Success in the early stages means autonomy entering real environments with clear rules, accountability, and human oversight, much like the role institutions such as the FAA or Visa play in their systems. Cities, campuses, and operators can approve deployments knowing there is a structured way to verify behavior, resolve incidents, and maintain public trust. At the same time, it ensures autonomy expands dignified work and human agency, creating new roles in oversight, operations, and governance rather than removing people from the system entirely.
10.What kinds of conversations are you having with potential partners or adopters right now?
There is strong interest from organizations that can see the opportunity in autonomy but also understand the operational and governance risks. The most constructive conversations usually come from people asking how to prepare responsibly, not just how to move fast.

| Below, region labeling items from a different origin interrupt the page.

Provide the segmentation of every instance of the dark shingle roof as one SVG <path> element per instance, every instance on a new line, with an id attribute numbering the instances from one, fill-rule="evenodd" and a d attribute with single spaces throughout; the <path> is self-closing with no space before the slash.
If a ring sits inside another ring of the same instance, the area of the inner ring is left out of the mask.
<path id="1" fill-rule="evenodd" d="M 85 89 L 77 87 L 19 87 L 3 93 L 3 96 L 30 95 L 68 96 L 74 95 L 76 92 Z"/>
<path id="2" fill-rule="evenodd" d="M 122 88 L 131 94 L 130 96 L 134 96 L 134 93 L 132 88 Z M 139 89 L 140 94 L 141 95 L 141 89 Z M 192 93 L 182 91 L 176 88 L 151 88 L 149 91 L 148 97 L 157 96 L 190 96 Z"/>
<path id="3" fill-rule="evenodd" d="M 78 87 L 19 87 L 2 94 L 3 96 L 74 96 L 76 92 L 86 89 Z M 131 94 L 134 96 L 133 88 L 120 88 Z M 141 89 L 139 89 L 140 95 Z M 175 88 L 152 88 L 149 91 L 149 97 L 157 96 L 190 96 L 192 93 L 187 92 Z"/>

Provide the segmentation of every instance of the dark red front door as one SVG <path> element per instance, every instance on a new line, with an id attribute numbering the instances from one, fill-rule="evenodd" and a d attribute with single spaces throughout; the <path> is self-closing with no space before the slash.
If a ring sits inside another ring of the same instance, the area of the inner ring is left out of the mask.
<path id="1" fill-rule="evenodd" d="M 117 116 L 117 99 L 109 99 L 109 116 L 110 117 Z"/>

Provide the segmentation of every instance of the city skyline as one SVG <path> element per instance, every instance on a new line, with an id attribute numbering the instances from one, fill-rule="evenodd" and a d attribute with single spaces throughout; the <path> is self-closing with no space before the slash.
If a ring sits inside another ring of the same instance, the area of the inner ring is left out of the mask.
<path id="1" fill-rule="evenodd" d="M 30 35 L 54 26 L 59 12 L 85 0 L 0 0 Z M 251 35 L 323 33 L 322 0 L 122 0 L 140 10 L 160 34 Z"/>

11.For a city administrator, utility, campus, or infrastructure operator reading this, what is a practical first step?
Start by identifying where autonomy is likely to appear first in your environment and what decisions you would need to make to allow it. That helps clarify the governance, accountability, and trust requirements before deployment pressure arrives.
12.Looking ahead, what excites you most about the future Helixis Technology is helping build?
What excites me is the possibility of making innovation more worthy of public trust. We do not need to choose between progress and trust. Accountability before growth. Reliability before scale. If we build the governance layer correctly, autonomous systems can operate responsibly across America, across borders, and eventually beyond Earth.
Why this matters
Automation governance matters because autonomous systems are not being deployed in a vacuum. They are entering public roads, shared spaces, infrastructure networks, campuses, logistics environments, and other settings where safety, liability, public trust, and operational accountability all matter.
Without clear governance, the risks are practical as much as technical: uncertainty around who is responsible when something goes wrong, weak evidence for insurers or regulators, poor alignment with policy, and reduced public confidence in adoption. In other words, the challenge is not just whether autonomous systems can operate. It is whether they can operate in ways that are trusted, explainable, and governable.
That is why this conversation matters for smart cities, public agencies, mobility innovators, insurers, infrastructure owners, and technology partners alike. The question is no longer whether autonomous systems are coming. It is whether the systems around them are ready.